Philippe Rochat, executive director of the Air Transport Action Group (ATAG), believes carbon offsetting schemes are “not a bad idea” in theory, but cautions that some of the projects funded by such programmes lack credibility. “Carbon offsetting schemes are used to finance projects in the developing world, but they often lack the credibility and seriousness that’s required,” he notes, adding that “efforts have to be made to make these projects more reliable”.
Carbon offsetting schemes have also failed to gain the support of one of the airline industry’s harshest critics, environmental lobby group Greenpeace. “The truth is, once you’ve put a tonne of CO2 into the atmosphere there’s nothing offsetting can do to stop it changing our climate,” says Charlie Kronick, head of Greenpeace’s climate and energy campaign.
Rochat believes offsetting schemes should be taken into account for future emissions trading purposes. “There should be a link between carbon offsetting and emissions trading, whereby airlines making [emissions] savings through offsetting are credited with emissions trading allowances so they don’t pay twice,” he says.
One possible saving grace for the airline industry in the future could be the development of biofuels that can be suitably augmented to power civil aircraft.
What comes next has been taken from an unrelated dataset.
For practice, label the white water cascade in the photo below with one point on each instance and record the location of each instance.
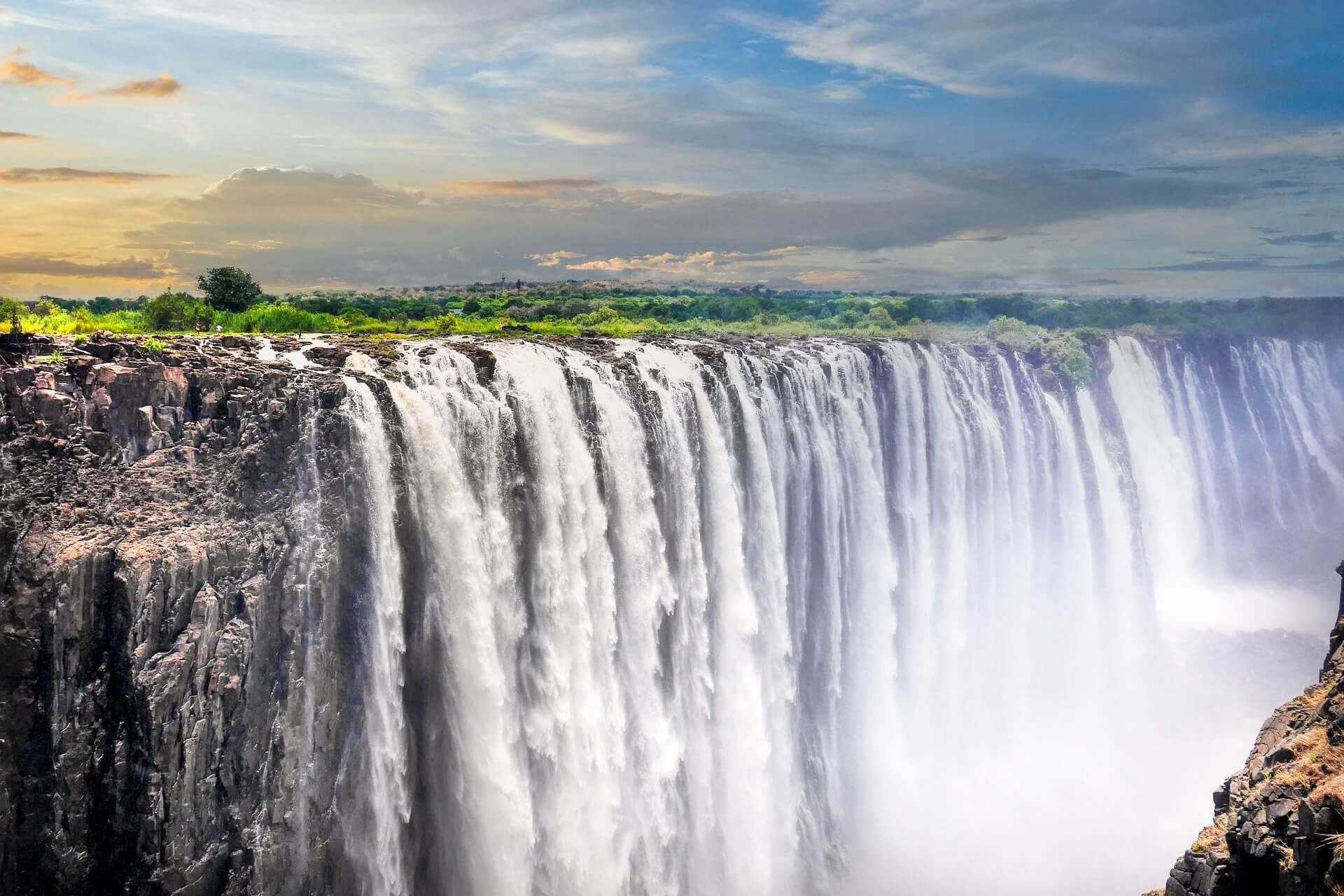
(827, 618)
There have been recent movements towards making this a reality, including a partnership between Boeing
, Virgin Atlantic Airways
, GE Aviation and Virgin Fuels, which includes plans to carry out a joint biofuel demonstration using a Boeing 747-400
Philippe Rochat, executive director of the Air Transport Action Group, believes biofuels could be a viable solution to the negative impact of aviation on the environment, but not before 2020. But Dennis Bushnell, chief scientist at NASA
’s Langley Research Center in Virginia, is confident that within five years commercial aircraft could be powered using a type of biofuel derived from saltwater plants, or halophytes, grown in desert areas and irrigated using seawater.
“This is far from evolutionary, it’s just outside people’s radar and the usual human reaction to this is to say it’s impossible,” he says. “What’s nice about biofuel is it can use the existing infrastructure used by the oil companies and can be available much sooner than hydrogen, which would require changes to infrastructure and is, therefore, much further into the future.”
Timothy Held, manager of advanced combustor engineering at GE Aviation, believes some progress can be made within five years, but the entire process of developing and producing the fuel will take longer.
Other alternative fuel options include biodiesel derived from a range of biomass sources, from cow manure to sunflowers.